1) Setzen Sie einen ersten Blickfang mit einer Headline.
Zuerst stirbt das Meerschweinchen. Ab da geht es steil bergauf.
Eine Headline soll den Leser „kitzeln“ – hier zum Beispiel mit einem bewusst gesetzten Widerspruch. Jemand/etwas stirbt, und es geht bergauf, nicht bergab? Interessant. Mal sehen, was dahinter steckt.
2) Erleichtern Sie dem Leser die Kaufentscheidung.

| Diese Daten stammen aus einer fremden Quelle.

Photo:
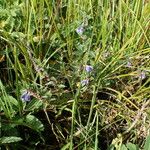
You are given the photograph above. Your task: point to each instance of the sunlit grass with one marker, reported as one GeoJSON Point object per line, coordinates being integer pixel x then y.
{"type": "Point", "coordinates": [47, 46]}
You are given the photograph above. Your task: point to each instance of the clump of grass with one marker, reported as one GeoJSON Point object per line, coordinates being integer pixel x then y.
{"type": "Point", "coordinates": [84, 67]}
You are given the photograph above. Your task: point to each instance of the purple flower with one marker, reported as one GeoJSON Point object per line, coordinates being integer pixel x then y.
{"type": "Point", "coordinates": [88, 68]}
{"type": "Point", "coordinates": [80, 30]}
{"type": "Point", "coordinates": [129, 65]}
{"type": "Point", "coordinates": [142, 75]}
{"type": "Point", "coordinates": [26, 96]}
{"type": "Point", "coordinates": [85, 82]}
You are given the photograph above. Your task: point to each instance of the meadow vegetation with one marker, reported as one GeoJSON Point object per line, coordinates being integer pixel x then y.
{"type": "Point", "coordinates": [75, 74]}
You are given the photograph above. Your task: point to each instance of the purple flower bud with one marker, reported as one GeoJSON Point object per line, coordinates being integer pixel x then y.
{"type": "Point", "coordinates": [26, 96]}
{"type": "Point", "coordinates": [85, 82]}
{"type": "Point", "coordinates": [80, 30]}
{"type": "Point", "coordinates": [88, 68]}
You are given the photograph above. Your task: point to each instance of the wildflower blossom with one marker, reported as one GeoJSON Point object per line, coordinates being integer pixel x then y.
{"type": "Point", "coordinates": [142, 75]}
{"type": "Point", "coordinates": [129, 65]}
{"type": "Point", "coordinates": [85, 82]}
{"type": "Point", "coordinates": [80, 30]}
{"type": "Point", "coordinates": [26, 96]}
{"type": "Point", "coordinates": [88, 68]}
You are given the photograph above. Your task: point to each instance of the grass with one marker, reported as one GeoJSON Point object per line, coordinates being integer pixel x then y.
{"type": "Point", "coordinates": [45, 49]}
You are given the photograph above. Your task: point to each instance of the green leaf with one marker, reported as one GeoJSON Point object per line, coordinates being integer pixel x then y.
{"type": "Point", "coordinates": [34, 123]}
{"type": "Point", "coordinates": [65, 147]}
{"type": "Point", "coordinates": [123, 147]}
{"type": "Point", "coordinates": [147, 143]}
{"type": "Point", "coordinates": [131, 146]}
{"type": "Point", "coordinates": [30, 121]}
{"type": "Point", "coordinates": [9, 139]}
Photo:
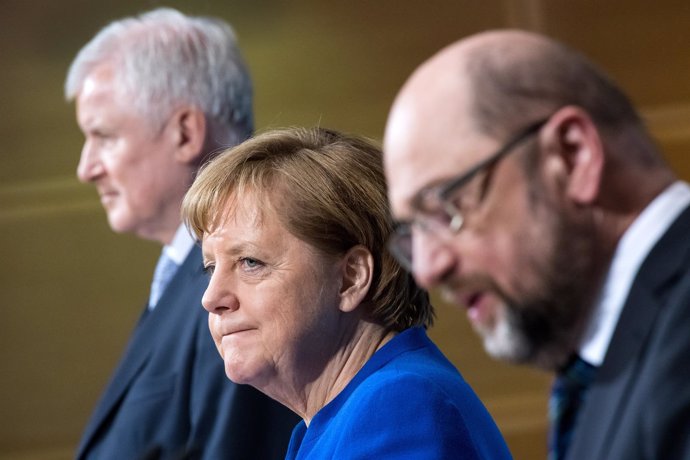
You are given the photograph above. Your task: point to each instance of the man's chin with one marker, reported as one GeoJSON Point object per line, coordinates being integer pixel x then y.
{"type": "Point", "coordinates": [504, 343]}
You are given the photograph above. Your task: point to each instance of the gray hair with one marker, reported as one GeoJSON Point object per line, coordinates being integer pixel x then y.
{"type": "Point", "coordinates": [163, 59]}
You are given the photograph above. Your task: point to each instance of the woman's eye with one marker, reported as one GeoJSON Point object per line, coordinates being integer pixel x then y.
{"type": "Point", "coordinates": [250, 263]}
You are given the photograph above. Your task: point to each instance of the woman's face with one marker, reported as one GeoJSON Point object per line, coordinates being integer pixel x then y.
{"type": "Point", "coordinates": [273, 301]}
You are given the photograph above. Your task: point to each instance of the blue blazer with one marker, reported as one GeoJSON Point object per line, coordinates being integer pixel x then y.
{"type": "Point", "coordinates": [639, 404]}
{"type": "Point", "coordinates": [170, 398]}
{"type": "Point", "coordinates": [407, 402]}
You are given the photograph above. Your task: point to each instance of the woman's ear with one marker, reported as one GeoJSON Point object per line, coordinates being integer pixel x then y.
{"type": "Point", "coordinates": [357, 271]}
{"type": "Point", "coordinates": [575, 152]}
{"type": "Point", "coordinates": [187, 128]}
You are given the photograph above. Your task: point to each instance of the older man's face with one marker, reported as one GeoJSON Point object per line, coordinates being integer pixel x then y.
{"type": "Point", "coordinates": [130, 160]}
{"type": "Point", "coordinates": [519, 265]}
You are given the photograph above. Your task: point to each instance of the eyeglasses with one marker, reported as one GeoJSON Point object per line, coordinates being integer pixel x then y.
{"type": "Point", "coordinates": [440, 209]}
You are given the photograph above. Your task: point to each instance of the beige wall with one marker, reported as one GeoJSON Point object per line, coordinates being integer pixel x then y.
{"type": "Point", "coordinates": [70, 289]}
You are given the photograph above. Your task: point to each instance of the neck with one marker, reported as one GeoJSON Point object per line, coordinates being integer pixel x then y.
{"type": "Point", "coordinates": [350, 354]}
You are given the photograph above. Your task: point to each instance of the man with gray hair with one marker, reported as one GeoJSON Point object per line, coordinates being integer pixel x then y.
{"type": "Point", "coordinates": [155, 95]}
{"type": "Point", "coordinates": [527, 188]}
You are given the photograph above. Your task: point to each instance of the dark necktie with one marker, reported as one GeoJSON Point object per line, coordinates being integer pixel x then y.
{"type": "Point", "coordinates": [567, 397]}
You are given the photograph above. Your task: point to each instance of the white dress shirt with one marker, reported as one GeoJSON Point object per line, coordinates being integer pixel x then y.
{"type": "Point", "coordinates": [636, 243]}
{"type": "Point", "coordinates": [179, 248]}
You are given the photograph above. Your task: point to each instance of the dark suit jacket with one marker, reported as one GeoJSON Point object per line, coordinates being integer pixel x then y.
{"type": "Point", "coordinates": [639, 404]}
{"type": "Point", "coordinates": [170, 398]}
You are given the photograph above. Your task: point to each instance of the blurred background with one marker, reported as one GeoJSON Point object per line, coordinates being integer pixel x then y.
{"type": "Point", "coordinates": [70, 290]}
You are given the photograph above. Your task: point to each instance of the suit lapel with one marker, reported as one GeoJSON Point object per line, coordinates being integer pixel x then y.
{"type": "Point", "coordinates": [133, 361]}
{"type": "Point", "coordinates": [141, 347]}
{"type": "Point", "coordinates": [615, 379]}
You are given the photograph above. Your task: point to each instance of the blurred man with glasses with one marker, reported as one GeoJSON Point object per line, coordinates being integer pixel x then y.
{"type": "Point", "coordinates": [527, 189]}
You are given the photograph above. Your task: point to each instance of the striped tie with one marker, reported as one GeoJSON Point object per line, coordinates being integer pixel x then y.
{"type": "Point", "coordinates": [165, 270]}
{"type": "Point", "coordinates": [567, 396]}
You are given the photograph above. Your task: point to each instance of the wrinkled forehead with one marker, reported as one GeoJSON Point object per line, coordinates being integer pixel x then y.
{"type": "Point", "coordinates": [248, 206]}
{"type": "Point", "coordinates": [430, 137]}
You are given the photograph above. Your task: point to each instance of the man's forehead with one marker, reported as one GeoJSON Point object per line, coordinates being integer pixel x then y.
{"type": "Point", "coordinates": [423, 147]}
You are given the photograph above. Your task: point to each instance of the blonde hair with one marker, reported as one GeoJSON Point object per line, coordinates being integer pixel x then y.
{"type": "Point", "coordinates": [328, 189]}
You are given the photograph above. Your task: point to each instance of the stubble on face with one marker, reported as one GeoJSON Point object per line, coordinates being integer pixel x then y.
{"type": "Point", "coordinates": [541, 325]}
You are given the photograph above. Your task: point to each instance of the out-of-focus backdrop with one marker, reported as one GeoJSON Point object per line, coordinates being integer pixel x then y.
{"type": "Point", "coordinates": [70, 290]}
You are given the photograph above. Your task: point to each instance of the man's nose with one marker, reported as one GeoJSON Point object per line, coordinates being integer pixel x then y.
{"type": "Point", "coordinates": [90, 166]}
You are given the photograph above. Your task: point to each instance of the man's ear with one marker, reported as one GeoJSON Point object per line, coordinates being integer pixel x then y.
{"type": "Point", "coordinates": [357, 271]}
{"type": "Point", "coordinates": [187, 128]}
{"type": "Point", "coordinates": [575, 151]}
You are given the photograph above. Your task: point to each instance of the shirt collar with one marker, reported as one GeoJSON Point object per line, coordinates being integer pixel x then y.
{"type": "Point", "coordinates": [179, 248]}
{"type": "Point", "coordinates": [637, 241]}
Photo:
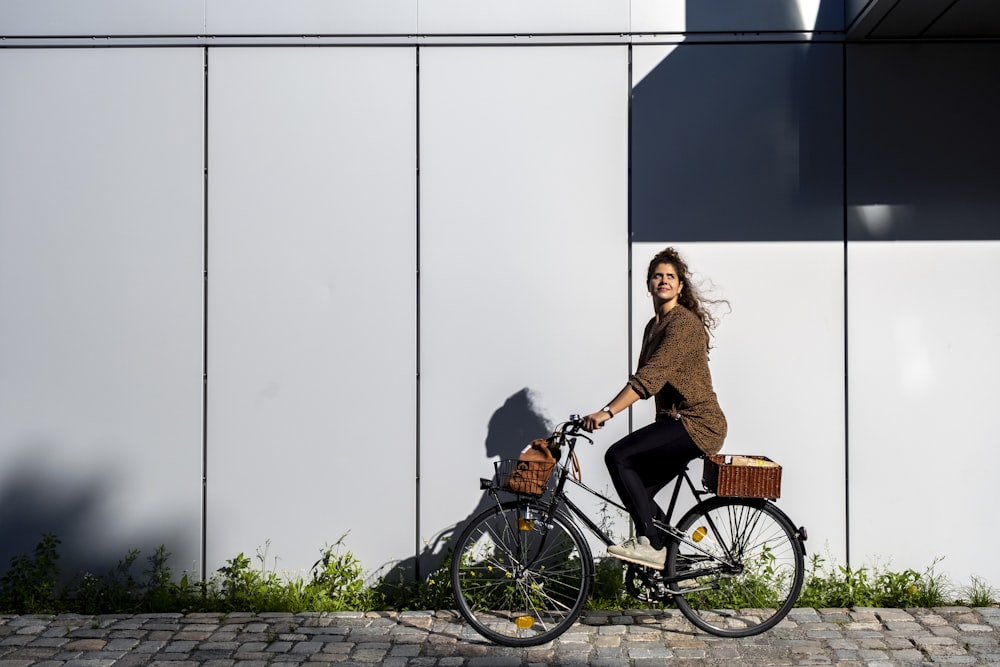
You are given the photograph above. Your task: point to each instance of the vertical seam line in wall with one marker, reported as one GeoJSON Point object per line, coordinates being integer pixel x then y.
{"type": "Point", "coordinates": [416, 489]}
{"type": "Point", "coordinates": [628, 221]}
{"type": "Point", "coordinates": [847, 423]}
{"type": "Point", "coordinates": [204, 324]}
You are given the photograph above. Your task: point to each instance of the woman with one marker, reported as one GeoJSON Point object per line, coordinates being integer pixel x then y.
{"type": "Point", "coordinates": [673, 367]}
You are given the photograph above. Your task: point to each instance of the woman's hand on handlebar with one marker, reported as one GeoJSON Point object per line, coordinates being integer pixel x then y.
{"type": "Point", "coordinates": [595, 420]}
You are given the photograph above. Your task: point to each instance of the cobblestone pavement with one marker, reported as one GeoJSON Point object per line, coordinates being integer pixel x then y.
{"type": "Point", "coordinates": [870, 637]}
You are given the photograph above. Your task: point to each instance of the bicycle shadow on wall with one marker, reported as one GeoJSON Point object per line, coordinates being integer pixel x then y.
{"type": "Point", "coordinates": [511, 427]}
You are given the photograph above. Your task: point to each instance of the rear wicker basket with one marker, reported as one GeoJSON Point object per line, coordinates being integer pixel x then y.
{"type": "Point", "coordinates": [723, 478]}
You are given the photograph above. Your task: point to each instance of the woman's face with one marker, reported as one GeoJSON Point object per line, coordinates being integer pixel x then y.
{"type": "Point", "coordinates": [664, 284]}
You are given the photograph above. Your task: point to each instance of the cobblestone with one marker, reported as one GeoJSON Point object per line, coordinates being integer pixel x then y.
{"type": "Point", "coordinates": [632, 638]}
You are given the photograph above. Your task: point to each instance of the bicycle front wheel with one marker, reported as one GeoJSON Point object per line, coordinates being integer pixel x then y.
{"type": "Point", "coordinates": [746, 564]}
{"type": "Point", "coordinates": [521, 579]}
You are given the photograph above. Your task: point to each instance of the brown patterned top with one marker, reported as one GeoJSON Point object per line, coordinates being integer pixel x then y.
{"type": "Point", "coordinates": [673, 367]}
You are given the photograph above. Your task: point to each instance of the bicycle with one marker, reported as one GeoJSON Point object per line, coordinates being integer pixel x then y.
{"type": "Point", "coordinates": [522, 571]}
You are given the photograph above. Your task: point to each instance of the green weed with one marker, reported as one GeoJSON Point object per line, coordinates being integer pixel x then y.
{"type": "Point", "coordinates": [336, 583]}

Die Aufmerksamkeit des Lesers haben Sie. Ab jetzt will der Leser vor allem eines wissen. Nein, nicht: „Worum geht es in diesem Buch?“ Sondern: „Ist dieses Buch etwas für mich?“
Sie müssen ihm also die richtigen Informationen an die Hand geben, um diese Frage zu beantworten. Und Sie wollen nicht, dass möglichst viele Leser Ihr Buch kaufen. Nein – Sie wollen, dass die richtigen Leser Ihr Buch kaufen. Und von denen dann möglichst viele. Ein Klappentext, der falsche Erwartungen weckt, führt zu frustrierten Käufern, die womöglich negative Bewertungen hinterlassen.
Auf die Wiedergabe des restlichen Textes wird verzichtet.